When I suffer from a few weeks of troubled sleep, I recall the cycles of the past. It won’t last, I tell myself. It’s stress, hormone fluctuations, it’s normal, be patient, try this or that. I try. I look for the gain that comes with this loss – I finished a book at 3:30 a.m., I thought some interesting thoughts as I let my mind wander. In the mornings, I talk to my son, always tired, with five classes of AP homework and cross country practice. Our morning conversations always involve how did you sleep. We report out. I tell him I can’t find a metaphor about insomnia, something that will make it matter, make meaning, and he says stop looking.

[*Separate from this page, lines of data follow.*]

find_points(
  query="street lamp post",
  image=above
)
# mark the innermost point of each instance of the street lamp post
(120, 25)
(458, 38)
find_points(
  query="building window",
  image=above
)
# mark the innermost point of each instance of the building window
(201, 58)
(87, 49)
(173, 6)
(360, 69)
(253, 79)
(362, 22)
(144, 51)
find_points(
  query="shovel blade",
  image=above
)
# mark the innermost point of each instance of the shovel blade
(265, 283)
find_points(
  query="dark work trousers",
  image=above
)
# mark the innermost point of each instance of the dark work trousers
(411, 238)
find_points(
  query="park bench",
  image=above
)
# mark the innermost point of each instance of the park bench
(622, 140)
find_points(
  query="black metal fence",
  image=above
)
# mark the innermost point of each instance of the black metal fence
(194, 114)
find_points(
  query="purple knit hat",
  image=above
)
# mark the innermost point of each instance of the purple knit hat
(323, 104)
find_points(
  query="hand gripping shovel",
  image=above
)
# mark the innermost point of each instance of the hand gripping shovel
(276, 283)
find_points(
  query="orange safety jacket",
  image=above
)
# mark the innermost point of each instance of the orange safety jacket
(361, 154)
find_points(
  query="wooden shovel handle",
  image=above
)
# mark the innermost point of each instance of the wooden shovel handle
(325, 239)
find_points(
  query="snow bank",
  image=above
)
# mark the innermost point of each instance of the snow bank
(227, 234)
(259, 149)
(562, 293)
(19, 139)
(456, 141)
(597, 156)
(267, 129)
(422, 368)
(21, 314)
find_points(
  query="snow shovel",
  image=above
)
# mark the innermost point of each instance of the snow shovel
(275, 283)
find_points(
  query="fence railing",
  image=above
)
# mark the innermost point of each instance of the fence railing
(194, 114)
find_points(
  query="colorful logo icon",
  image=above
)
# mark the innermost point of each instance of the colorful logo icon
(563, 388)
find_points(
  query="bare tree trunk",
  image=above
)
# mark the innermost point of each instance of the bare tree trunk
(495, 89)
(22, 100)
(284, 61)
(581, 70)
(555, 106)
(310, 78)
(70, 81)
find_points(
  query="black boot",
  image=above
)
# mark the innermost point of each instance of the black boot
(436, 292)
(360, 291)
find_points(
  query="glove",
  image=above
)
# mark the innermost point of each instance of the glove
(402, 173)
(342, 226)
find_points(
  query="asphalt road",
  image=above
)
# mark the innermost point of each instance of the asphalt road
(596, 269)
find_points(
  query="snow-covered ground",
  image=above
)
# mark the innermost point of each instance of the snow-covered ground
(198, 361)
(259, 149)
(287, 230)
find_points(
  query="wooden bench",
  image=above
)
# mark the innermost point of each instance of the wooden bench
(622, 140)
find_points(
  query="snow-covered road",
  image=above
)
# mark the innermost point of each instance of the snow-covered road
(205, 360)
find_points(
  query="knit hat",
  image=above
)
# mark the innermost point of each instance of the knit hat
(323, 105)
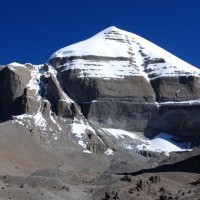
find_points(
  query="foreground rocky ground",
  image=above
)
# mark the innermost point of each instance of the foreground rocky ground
(31, 170)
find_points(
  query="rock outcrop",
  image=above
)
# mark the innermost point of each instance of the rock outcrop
(115, 79)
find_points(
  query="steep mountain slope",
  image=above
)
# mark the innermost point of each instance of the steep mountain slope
(86, 114)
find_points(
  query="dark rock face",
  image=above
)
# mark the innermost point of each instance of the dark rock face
(56, 96)
(120, 114)
(182, 88)
(176, 119)
(13, 93)
(136, 89)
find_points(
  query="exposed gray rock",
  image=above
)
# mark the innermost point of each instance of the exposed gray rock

He says the lack of the metaphor is a metaphor. I have to turn this over in my head many times. But I keep looking. There must be something here.

Writing and Wanting

It’s not that I haven’t been writing. While I waited for interesting blog post ideas to find me, and I said things like – I can’t go on road trips to California all the time and have I said all I wanted to say? – I’ve been working on a story. I told myself, when I began, it would probably be a flash piece of under 1,000 words. But as I wrote, it shaped itself into something more and I’m at a place where I decide, is it, in it’s almost-6,000-word current state, a part of something larger, or is a regular-sized short story hiding in there waiting to be found and pruned? I like this place, of possibility and growth and richness. Sometimes I’m sad that my job doesn’t make me feel this way. I wonder, could it? Am I looking at it wrong? And I wonder, should it? Am I being greedy? I have my writing. I have my mothering.

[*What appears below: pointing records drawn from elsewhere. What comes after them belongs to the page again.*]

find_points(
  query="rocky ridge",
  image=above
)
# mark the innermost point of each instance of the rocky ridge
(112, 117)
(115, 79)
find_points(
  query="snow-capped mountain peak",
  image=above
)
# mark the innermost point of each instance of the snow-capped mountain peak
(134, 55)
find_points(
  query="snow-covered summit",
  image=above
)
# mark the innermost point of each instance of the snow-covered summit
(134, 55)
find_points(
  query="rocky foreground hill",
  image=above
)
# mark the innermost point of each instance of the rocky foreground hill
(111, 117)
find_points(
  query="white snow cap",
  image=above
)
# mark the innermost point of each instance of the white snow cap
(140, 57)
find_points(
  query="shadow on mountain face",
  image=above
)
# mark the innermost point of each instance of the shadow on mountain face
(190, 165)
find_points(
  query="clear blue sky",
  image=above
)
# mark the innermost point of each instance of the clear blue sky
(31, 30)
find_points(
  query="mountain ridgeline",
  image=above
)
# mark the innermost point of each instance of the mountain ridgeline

“For every thing you have missed, you have gained something else; and for every thing you gain, you lose something.” – Ralph Waldo Emerson, “Compensation”

Greed and Goals and a Little Bit of Luck

It’s hard to say. When I was in high school, it was common for many people not to go to college, and if they did, to not go away to school. My parents didn’t go to college, and not a lot of people in their extended families had either. I didn’t know any college people, but I figured I should. I didn’t know anything about how. I didn’t know about wanting it. I remember my guidance counselor talking to me about where I could go, with my grades. He talked about how it was possible, with financial aid and scholarships. He cracked a door open I hadn’t thought about too much as if to say this is for you, not just other people. He helped me to want something for myself I didn’t know was available for wanting. Sometimes I wonder if I don’t dream big enough but when I do, I wonder, is it being greedy? To want that, too? And I wonder, who cares, but I don’t wonder that often enough.

When I think about how to tie all of this together, I think of the way you can trick geraniums into blossoming all winter. They get confused for a bit, when it’s suddenly about 67 degrees all the time. It’s almost as if they can’t believe their luck, and maybe it’s not real, it probably isn’t, and there goes another leaf, we probably aren’t going to make it. But I’ve been bringing the geraniums in every fall for more than ten years and I’ve only had one not make it.

Maybe it’s greedy, wanting the geraniums to bloom through the winter. It’s probably not that hard, and I’m sure lots of people do this all the time and don’t consider it greedy or a miracle or anything, it’s just what you do with geraniums.